A aleg(o)ria do triciclo…


Joana, Joaninha para os amigos do colégio, era uma pequenininha menina de 5 anos, cheia de genica e já com vincados traços de personalidade.
Inserida na já vasta, mas muito pouco definida, classe média, tinha nos pais trabalhadores a sua fonte de sustento e bem-estar.
Os pais de Joaninha, haviam-lhe prometido a compra de um triciclo, sendo que, tinha a premissa de ser melhor do que o da Carlinha do 3ºEsq.Como é certo e sabido, uma promessa destas, feita a uma criança, nunca será esquecida, alias, será mesmo reforçada, pelas trezentas e cinquenta e duas vezes que ela levará a repetir que “temos de ir comprar o triciclo” acrescentando às duzentas e vinte e duas vezes que dirá “quando é que vamos ao triciclo mama?” ou ainda “é hoje papá, é hoje?”.
Era chegado o grande dia, Joaninha saiu bem cedo de casa, com um sorriso que dava duas voltas na cara, em busca do triciclo multicolor que havia de envergonhar a vizinha “apressada”.
A frase mais ouvida no modesto carro da família era “vamos papá, mais deforça, depressa, olha eles todos, mais rapidinhos que nós papá!!”.
Depois de enfrentar uma enorme fila de Domingo, chegaram finalmente ao paraíso dos triciclos, eles era altos, baixos, de três rodas, de quatro, coloridos, cinzentões, com pedais, com motor, enfim, parecia a escolha do rapaz mais giro da classe. Qual o mais giro? Qual o mais forte? Qual tem mais charme? Qual me irá arrancar um sorriso? Qual me fará rir? Qual será mais meu amigo? Qual chegará a casa com as rodas limpas? Enfim, um nunca mais acabar de questões pertinentes.
Depois de muito escolher, Joaninha, levou um esbelto triciclo multicolor, que na sua consciência de menina pespineta de 5 anos iria encher de inveja a sua amiga Carla.
O sol já ia murcho pelo horizonte, quanto a absolutamente exausta família chegou a casa. Obviamente que Joaninha, teve de ir de triciclo multicolor até ao andar da amiga apenas para lhe fazer inveja. “Já viste o meu triciclo novo, Carlinha?” “É giro não é?””Vamos dar uma voltinha na rua?” A amiga acedeu, embora renitente e com ar de quem adivinhava o que ia ouvir o resto da tarde.
O meu é isto, faz aquilo, toda a gente olha, é fantástico, maravilhoso, tira bicas, faz tostas, é o melhor…enfim, as horas passaram e Carlinha já não aguentava mais. De lágrimas a aflorar os olhos, Carlinha escutou na voz da mãe, que a chamava para jantar, a salvação daquele momento absolutamente constrangedor. Nunca mais se falaram. Carlinha acabou por se mudar nesse mesmo verão, devido a uma proposta de trabalho que o pai teria arranjado no norte do país.
Passaram os anos, sararam as mágoas, e por obra daquele personagem, muito falado mas nunca identificado, foram novamente juntas pelo tal destino. Os velhos tempos, vieram a baila, passaram uma borracha sobre o assunto e seguiram em busca dos “triciclos” apropriados a sua idade, tiveram historias bem diferentes, com sortes bem distintas, que contarei num outro dia…e pensar que tudo isto poderá ter começado com um triciclo…

Comentários

Amorphico disse…
Gosto do que fazes com as palavras. Parabéns.

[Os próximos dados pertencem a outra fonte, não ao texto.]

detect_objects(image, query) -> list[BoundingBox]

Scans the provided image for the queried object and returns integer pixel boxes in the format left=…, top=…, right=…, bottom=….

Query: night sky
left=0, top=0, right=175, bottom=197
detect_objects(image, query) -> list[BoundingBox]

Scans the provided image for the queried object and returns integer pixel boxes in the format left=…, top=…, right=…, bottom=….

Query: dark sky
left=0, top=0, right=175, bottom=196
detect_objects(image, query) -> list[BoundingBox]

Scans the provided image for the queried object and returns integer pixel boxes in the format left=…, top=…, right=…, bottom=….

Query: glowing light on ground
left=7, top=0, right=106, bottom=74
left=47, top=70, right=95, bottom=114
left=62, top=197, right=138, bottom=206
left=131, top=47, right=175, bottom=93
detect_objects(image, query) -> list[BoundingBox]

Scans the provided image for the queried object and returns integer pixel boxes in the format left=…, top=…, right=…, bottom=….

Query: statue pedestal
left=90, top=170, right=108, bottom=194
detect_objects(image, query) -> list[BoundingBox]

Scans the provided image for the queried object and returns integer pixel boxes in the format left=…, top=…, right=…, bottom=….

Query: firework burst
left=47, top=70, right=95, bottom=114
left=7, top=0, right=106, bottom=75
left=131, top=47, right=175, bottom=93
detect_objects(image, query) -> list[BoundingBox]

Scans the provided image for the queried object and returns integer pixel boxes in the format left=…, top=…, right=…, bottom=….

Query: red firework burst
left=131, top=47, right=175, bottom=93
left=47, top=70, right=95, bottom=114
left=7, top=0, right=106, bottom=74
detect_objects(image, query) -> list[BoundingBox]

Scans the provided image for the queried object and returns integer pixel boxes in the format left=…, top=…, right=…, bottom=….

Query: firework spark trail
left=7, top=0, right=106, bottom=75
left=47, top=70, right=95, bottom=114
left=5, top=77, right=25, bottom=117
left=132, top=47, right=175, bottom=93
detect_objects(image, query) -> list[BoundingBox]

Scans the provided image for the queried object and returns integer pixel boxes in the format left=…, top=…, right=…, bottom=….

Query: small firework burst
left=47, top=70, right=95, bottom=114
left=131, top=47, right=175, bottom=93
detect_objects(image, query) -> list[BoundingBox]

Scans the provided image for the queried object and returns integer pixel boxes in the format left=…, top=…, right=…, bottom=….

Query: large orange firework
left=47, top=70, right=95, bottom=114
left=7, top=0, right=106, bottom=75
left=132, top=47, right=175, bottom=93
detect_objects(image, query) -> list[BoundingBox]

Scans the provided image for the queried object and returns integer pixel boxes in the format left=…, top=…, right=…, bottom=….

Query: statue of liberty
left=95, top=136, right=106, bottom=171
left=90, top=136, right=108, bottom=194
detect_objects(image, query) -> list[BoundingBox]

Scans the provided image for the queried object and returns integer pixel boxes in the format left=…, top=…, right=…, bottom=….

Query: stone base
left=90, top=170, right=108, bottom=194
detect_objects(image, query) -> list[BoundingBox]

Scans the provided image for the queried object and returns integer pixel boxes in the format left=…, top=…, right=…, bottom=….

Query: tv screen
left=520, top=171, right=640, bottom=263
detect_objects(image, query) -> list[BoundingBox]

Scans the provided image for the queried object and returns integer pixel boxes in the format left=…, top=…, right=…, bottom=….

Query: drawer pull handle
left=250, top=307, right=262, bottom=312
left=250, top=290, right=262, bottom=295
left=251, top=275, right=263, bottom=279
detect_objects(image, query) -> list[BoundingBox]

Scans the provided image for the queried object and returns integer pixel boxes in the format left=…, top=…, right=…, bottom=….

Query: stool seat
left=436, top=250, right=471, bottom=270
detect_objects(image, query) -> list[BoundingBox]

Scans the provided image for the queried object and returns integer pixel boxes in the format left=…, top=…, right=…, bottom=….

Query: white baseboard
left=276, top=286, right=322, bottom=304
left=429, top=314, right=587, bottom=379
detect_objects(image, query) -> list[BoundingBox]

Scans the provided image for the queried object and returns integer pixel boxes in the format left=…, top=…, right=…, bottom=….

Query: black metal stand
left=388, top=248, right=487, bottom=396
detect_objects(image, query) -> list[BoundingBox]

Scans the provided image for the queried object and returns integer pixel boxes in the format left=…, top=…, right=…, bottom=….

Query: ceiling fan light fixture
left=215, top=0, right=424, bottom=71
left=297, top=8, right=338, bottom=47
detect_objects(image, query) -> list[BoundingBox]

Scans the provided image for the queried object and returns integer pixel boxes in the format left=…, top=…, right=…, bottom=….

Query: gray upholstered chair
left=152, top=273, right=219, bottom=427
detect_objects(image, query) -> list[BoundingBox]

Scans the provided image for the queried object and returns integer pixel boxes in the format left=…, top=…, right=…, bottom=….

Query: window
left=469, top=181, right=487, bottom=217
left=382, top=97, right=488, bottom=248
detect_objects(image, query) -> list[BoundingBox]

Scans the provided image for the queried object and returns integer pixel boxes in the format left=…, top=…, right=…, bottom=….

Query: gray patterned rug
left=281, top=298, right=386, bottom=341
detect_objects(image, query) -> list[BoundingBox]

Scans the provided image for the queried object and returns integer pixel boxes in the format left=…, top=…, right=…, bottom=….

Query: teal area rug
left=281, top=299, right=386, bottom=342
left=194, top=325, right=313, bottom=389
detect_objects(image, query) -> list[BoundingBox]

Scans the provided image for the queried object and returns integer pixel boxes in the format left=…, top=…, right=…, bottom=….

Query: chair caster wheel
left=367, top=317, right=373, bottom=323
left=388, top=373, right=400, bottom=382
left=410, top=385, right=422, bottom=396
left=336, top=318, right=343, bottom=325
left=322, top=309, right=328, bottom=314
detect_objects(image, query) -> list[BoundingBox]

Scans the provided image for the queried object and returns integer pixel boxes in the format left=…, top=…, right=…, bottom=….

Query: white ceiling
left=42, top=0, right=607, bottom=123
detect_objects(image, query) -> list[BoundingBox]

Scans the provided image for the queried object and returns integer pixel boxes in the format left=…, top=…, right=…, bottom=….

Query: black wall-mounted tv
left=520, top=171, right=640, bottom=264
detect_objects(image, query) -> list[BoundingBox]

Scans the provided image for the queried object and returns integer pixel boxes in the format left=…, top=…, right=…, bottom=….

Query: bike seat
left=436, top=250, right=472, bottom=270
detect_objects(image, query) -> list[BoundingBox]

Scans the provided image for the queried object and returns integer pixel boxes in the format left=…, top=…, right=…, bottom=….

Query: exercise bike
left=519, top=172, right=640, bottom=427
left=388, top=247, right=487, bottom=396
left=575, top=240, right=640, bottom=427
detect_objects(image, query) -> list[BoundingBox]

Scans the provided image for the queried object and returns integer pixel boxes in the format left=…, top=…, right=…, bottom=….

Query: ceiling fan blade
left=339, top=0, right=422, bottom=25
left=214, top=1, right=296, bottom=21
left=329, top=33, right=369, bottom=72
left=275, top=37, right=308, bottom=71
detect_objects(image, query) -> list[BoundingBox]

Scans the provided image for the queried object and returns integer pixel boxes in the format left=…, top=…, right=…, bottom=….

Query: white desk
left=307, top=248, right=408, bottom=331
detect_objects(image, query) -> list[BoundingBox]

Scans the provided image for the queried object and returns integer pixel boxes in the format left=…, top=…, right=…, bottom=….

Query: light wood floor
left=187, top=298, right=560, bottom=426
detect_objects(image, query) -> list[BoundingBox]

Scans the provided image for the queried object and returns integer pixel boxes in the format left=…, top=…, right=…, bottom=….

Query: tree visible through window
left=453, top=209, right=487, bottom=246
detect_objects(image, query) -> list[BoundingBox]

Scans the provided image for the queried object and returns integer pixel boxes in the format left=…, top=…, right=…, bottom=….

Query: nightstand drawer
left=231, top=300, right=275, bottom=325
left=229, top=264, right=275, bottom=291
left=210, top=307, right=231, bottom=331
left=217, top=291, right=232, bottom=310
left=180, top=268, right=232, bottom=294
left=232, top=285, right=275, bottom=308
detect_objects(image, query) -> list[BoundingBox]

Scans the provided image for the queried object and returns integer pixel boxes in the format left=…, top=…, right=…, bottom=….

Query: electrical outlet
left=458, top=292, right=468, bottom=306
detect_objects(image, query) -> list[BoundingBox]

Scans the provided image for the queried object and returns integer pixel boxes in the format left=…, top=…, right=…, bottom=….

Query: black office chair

ps: "tira bicas, faz tostas" ?!?
vê lá o que é que a tua criança de cinco anos vai querer a seguir :)
Olavo disse…
Obrigado amorphico.
Eu gosto do que as palavras fazem comigo.
Sorrindo e caminhando, a vida vamos levando...
Amorphico disse…
Admirável a tua postura!

Faz-me lembrar:
"Não tenhas planos para a vida para não estragares os planos que a vida tem para ti."